Tag Archives: sudan

Global Economic War: The creation of South Sudan is all about the oil, and keeping China from it. Hillary Clinton tells U.S. oil companies to go for it!

The creation of the new country of South Sudan was all about U.S. access to its oil.  On December 14, U.S. Secretary of State Hillary Clinton, announced that South Sudan’s oil fields were open to U.S. investment.

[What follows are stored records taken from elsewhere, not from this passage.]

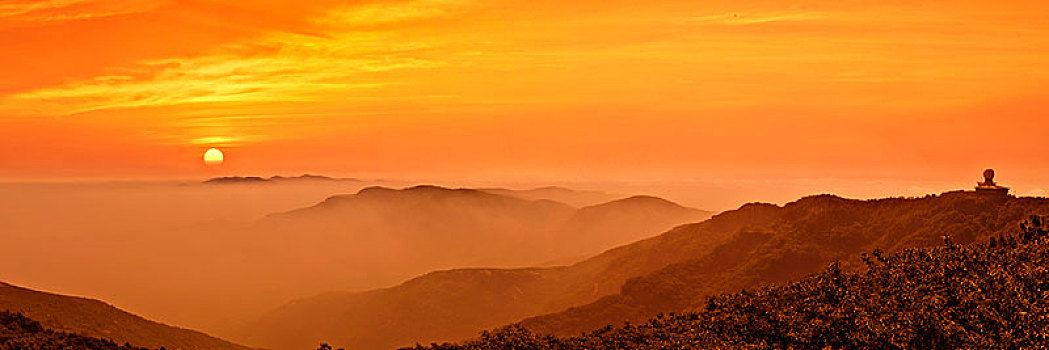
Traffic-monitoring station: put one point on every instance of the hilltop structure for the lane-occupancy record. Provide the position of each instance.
(988, 186)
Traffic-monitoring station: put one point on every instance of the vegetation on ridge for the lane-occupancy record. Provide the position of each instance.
(19, 332)
(950, 297)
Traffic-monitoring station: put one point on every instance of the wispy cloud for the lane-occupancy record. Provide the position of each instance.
(388, 13)
(747, 18)
(38, 13)
(294, 68)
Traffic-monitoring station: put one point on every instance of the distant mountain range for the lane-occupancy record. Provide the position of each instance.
(258, 179)
(455, 304)
(985, 296)
(754, 245)
(569, 196)
(801, 238)
(94, 319)
(379, 237)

But she had an ominous, and hypocritical warning: “We know that it will either help your country finance its own path out of poverty, or you will fall prey to the natural resource curse, which will enrich a small elite, outside interests, corporations and countries, and leave your people hardly better off than when you started.”-Hillary Clinton, U.S. Secretary of State

It’s hypocritical because historical records show that it’s always involvement of U.S. and western European companies that destroy countries.

Even now South Sudan is fighting Sudan. Just last week the United Nations agreed to send UN Peacekeepers to patrol the border between the two countries.

Another interesting fact is that before the creation of South Sudan, China was about to invest big time in developing the oil fields there (mmmm, Libya anyone?).  China is now trying to deal with the government of the new South Sudan, and the United States is trying to beat them to the punch.

 

World War 3: Japan to send troops to South Sudan

Japanese Defense Minister Yasuo Ichikawa announced that he will send about 200 troops to the new country of South Sudan in 2012. They will take part in UN peacekeeping operations.

Interestingly Ichikawa said the international community has been asking Japan to take on more UN peacekeeping roles, however I’ve not noticed any mention of that in all the international media sources I keep track of.  It’s probably more that the United States, in spreading its own military so thin, is putting pressure on Japan to take on more international military roles (also, payback for all the free U.S. aid in dealing with Japan’s on going nuclear disaster).

Japan’s current constitution does not allow their troops to carry weapons in other countries, but the new right wing government is trying to change that.

Most of the 200 Japanese troops slated to go to South Sudan are engineers.